Through coercion, abuse and imprisonment, as many as 300,000 children across America-particularly girls-are at risk of being trafficked for sex every year. The average age of a girl who is sex trafficked is 13 years old. This number is beyond disturbing and equally shocking is that there are less than 100 beds in the entire country to shelter child trafficking victims rescued by law enforcement.
The plight of child victims of sex trafficking in the United States is a national tragedy that has gone largely ignored for far too long. A ray of hope was that against the odds and against the clock-thanks to a growing movement of advocates shedding light on this dark crime happening in our own backyards-the 111th Congress was finally poised to act to better support and protect our nation's most vulnerable children.
On December 9th, the Senate unanimously passed the Domestic Minor Sex Trafficking Deterrence and Victims Support Act of 2010. This bi-partisan legislation introduced by Senators Wyden (D-OR) and Cornyn (R-TX) sought to provide much needed federal funding to increase young trafficking victim's access to direct support services like shelter and mental health care and increase resources to help diminish demand.
The bill, the first of its kind to deal with young trafficking victims domestically, would have allocated $12 million for the Department of Justice to give competitive grants to six state and local units of government with a multidisciplinary approach toward addressing and combating the sex trafficking of children across the U.S.
After passage in the Senate, the bill moved over to the House where an almost identical bill was introduced by Representatives Maloney (D-NY) and Smith (R-NJ).
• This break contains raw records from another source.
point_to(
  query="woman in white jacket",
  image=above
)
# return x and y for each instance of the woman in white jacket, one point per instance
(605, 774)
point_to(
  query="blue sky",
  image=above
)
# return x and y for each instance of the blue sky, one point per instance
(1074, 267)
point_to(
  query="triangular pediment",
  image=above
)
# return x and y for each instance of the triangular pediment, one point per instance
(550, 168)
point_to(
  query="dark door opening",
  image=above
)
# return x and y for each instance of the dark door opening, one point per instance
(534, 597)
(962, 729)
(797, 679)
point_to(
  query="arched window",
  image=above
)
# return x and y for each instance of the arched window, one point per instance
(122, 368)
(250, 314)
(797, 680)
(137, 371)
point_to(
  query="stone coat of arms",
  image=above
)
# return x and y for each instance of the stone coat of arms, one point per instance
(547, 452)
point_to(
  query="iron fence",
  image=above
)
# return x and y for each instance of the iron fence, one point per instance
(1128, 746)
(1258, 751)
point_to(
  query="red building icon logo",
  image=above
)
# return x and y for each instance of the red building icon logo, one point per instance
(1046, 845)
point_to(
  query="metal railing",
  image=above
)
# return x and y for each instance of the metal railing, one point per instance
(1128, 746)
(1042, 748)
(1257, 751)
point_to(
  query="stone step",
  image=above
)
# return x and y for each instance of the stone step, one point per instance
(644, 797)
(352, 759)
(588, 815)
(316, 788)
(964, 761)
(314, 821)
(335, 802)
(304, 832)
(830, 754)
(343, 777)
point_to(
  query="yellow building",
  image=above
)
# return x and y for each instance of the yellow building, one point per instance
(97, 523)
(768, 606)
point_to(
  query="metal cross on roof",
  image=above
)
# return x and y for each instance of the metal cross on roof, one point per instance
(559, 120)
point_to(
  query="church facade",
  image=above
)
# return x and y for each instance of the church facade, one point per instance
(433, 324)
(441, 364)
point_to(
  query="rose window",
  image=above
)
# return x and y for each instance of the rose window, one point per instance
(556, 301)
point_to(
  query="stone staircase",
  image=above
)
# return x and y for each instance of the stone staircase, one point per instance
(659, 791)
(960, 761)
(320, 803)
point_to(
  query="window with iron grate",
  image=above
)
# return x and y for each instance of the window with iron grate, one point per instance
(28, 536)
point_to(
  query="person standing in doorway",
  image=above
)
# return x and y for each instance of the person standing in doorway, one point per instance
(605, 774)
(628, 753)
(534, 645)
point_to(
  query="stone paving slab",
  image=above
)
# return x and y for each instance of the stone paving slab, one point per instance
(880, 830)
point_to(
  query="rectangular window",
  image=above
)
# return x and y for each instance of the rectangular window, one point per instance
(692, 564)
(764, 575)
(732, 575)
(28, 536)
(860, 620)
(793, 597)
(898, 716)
After thousands of calls to members of the House, the House of Representatives passed the Senate version with minor amendments on December 21st.
On the last day of the session, the bill returned to the Senate. The democratic leadership was intent on "hotlining" the bill to bring it to a vote before members went home for the holidays but one lone Senator blocked passage.
That Senator is Senator Jeffrey Sessions of Alabama.
Because of Senator Sessions' political stance, a major opportunity for advancing human rights for child trafficking victims was lost. For yet another year, those most vulnerable to the scourge of sex trafficking within the United States-adolescent girls-will suffer unimaginable physical and mental abuse because local law enforcement does not have adequate tools, safe shelter is not available, and restorative care is out a reach. What a travesty. As people of goodwill during this holiday season, we should be outraged. We must let Senator Sessions and all of our elected officials know that their actions and non-actions have real and dire consequences.
Without the Domestic Minor Sex Trafficking Deterrence and Victim Support Act on the books, the thousands of girls trafficked for sex every day across America will continue being trapped in a cycle of abuse that no child should ever know.
Let's pledge now that in the new year, we will send a clear message to the 112th Congress to take a strong stance and insure that child sex trafficking victims are provided the support and protection they need to have a future, not a past.
There are up to 300,000 children who are depending on our tenacity.